Its easy to question your existence when the sun is no longer illuminating my world. I am quick to jerk back my hand of faith when the darkness becomes a down hill slide because for some reason I think I can stop the slide myself. Why is it, when I need to hold your hand the most, my first instinct is to recoil and let the emptiness consume me? I’ve learned to live so comfortably in the cold of grief and loneliness that I would rather close my eyes to the light at the top of the tunnel than begin the uphill climb towards it. I search for answers in the dark, on my knees, fumbling around as if I will magically stumble upon it like lost keys that maybe open a secret door underneath all of this pain.
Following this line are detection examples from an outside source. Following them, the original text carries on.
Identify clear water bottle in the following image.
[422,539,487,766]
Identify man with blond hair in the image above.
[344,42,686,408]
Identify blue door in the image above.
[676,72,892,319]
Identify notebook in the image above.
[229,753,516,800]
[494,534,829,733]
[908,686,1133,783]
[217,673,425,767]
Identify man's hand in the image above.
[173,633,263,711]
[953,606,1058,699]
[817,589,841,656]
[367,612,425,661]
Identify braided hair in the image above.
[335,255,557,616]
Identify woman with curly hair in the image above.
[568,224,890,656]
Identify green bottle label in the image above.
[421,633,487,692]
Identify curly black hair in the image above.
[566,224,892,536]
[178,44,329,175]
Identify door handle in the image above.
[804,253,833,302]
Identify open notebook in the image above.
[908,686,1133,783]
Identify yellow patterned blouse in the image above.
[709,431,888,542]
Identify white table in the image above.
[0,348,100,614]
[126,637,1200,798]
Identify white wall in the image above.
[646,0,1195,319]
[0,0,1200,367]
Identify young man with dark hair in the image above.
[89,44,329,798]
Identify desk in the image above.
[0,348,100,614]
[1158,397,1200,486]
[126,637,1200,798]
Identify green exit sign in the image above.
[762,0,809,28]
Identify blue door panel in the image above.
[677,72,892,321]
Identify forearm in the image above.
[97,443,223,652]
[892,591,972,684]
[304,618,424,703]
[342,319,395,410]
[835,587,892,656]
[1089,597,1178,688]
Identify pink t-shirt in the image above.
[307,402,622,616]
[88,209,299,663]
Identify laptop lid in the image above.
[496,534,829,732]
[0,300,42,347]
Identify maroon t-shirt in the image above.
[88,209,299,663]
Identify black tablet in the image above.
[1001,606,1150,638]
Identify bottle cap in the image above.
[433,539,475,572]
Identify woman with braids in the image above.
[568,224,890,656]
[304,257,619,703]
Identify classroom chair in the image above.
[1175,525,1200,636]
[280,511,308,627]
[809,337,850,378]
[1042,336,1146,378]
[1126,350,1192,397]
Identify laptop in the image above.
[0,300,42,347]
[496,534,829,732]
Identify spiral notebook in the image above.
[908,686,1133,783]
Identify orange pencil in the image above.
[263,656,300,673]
But the one door is already open, no key needed. The sentence as already been served so why am I still sitting in the dark asking “God, where are you?” or “Why is this happening to me?” when I am the one that let go in the first place. God does not move. He is constant and central. I am inconsistent. I am free to move towards him or pretentiously pretend that I am stuck and God has abandoned me. Free will seems to only fit my narrative when things are going well, but God forbid I lose my footing based on where I chose to step because then is it no longer my actions that caused my misfortunes. I scramble to grab on to anything around me instead of trusting in the grip of God’s hand. The Bible mentions again and again how I cannot be snatched from God’s hand, but time and time again, I choose to leave it. I am flawed and maybe one day I will begin to learn from my mistakes and stop looking for a more secure place to stay when I cant see where we are going.